CATEGORIES = ["curved", "negative", "straight"]

# static variables
IMG_SIZE = 299                           #Img of size (IMG_SIZE by IMG_SIZE)
randseed = 21                           #Pseudo Random Number Generator Seed
greyscale = True                        #Choose Whether to Convert RGB Image into GreyScale Image

## Parsing Training Images

In [2]:
training_data = []

def create_training_data():
    for class_num, category in enumerate(CATEGORIES):  

        path = os.path.join(DATADIR,category)                   # Creating the file path
        for img in tqdm(os.listdir(path)):                      # Iterate over each image per image file
            try:
                img_array = cv2.imread(os.path.join(path,img))  # Convert to array
                new_array = cv2.resize(img_array, (IMG_SIZE, IMG_SIZE))  #Resize to normalize data size to N x N
                training_data.append((new_array, class_num))    # Add this to our training_data
            except:  # To keep output clean
                pass
            

create_training_data()

100%|██████████| 1178/1178 [00:01<00:00, 1006.68it/s]
100%|██████████| 1063/1063 [00:02<00:00, 417.68it/s]
100%|██████████| 912/912 [00:00<00:00, 980.63it/s] 

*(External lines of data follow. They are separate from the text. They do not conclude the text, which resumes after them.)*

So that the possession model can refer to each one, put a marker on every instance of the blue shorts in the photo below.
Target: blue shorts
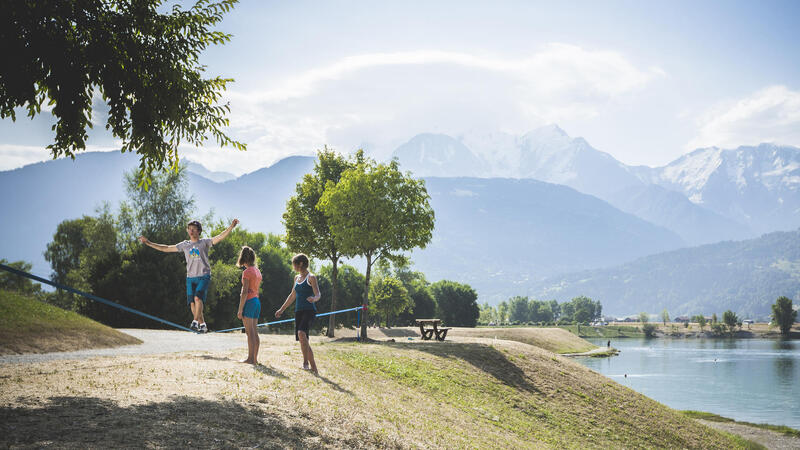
(302, 321)
(197, 287)
(252, 308)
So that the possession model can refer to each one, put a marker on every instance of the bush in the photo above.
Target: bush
(649, 329)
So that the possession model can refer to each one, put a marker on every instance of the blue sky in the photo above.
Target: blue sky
(644, 81)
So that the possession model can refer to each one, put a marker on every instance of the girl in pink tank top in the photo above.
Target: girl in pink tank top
(249, 304)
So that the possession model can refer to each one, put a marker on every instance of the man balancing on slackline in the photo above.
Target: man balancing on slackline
(198, 270)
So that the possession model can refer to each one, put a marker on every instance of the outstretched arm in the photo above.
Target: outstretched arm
(159, 247)
(218, 238)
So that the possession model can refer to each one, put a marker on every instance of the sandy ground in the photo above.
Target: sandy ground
(178, 389)
(153, 342)
(767, 438)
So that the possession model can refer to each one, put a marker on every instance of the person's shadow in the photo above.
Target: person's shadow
(269, 371)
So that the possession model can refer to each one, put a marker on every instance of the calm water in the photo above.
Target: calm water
(755, 380)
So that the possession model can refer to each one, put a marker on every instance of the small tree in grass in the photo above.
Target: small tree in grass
(783, 314)
(389, 298)
(700, 320)
(307, 227)
(376, 211)
(648, 329)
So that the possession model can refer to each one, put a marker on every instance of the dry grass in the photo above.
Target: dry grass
(461, 393)
(30, 326)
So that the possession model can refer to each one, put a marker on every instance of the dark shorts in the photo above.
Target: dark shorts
(197, 287)
(302, 321)
(252, 308)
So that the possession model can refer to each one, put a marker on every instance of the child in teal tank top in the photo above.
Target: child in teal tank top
(305, 294)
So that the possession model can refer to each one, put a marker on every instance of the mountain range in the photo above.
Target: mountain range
(514, 215)
(722, 194)
(744, 276)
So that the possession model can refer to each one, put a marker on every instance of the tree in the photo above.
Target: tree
(84, 255)
(488, 314)
(648, 329)
(350, 289)
(13, 282)
(556, 309)
(502, 312)
(457, 303)
(389, 298)
(783, 314)
(419, 290)
(307, 227)
(375, 211)
(729, 319)
(701, 320)
(518, 310)
(586, 309)
(145, 65)
(540, 311)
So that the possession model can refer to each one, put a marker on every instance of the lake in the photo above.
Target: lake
(753, 380)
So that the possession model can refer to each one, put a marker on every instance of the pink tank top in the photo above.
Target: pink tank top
(254, 275)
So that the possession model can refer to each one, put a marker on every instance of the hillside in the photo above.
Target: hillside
(468, 394)
(30, 326)
(745, 276)
(500, 235)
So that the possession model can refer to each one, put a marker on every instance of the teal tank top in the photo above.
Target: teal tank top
(302, 291)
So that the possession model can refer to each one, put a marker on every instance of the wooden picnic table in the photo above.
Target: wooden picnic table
(428, 333)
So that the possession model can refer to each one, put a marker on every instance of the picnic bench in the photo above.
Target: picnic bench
(428, 333)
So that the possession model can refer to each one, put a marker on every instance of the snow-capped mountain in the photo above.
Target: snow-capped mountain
(428, 154)
(724, 194)
(757, 186)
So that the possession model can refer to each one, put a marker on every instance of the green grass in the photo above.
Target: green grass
(511, 395)
(555, 340)
(28, 325)
(610, 331)
(716, 418)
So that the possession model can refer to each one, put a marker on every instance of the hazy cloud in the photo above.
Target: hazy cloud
(771, 114)
(379, 100)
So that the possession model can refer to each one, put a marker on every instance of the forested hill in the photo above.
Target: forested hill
(745, 276)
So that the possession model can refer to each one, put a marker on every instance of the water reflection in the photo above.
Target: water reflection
(756, 380)
(784, 363)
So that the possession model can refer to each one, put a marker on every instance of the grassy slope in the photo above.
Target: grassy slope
(556, 340)
(30, 326)
(485, 394)
(717, 418)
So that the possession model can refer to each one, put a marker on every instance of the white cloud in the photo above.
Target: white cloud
(14, 156)
(381, 99)
(771, 114)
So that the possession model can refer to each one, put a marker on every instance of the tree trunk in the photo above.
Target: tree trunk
(366, 299)
(332, 317)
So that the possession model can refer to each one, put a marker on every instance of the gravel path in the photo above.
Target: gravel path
(767, 438)
(153, 342)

## Writing Training Images to Pickle Binary Files

In [3]:
#Random Shuffle Training Data
random.seed(randseed)
random.shuffle(training_data)

#Write Training Data to Lists
x = []
y = []

for img,label in training_data:
    x.append(img)
    y.append(label)

#Converts RGB into Greyscale
if greyscale == True:
    x = np.array([np.average(i,2) for i in x])
    x = np.resize(x,(len(x), IMG_SIZE, IMG_SIZE, 1))

#Output to Pickle Files
y = np.array(y)
pickle_out = open("x.pickle","wb")
pickle.dump(x, pickle_out)
pickle_out.close()

pickle_out = open("y.pickle","wb")
pickle.dump(y, pickle_out)
pickle_out.close()

print("Dataset Conversion Complete")
print("Number of Training Examples (M)", len(training_data))

Dataset Conversion Complete
Number of Training Examples (M) 3147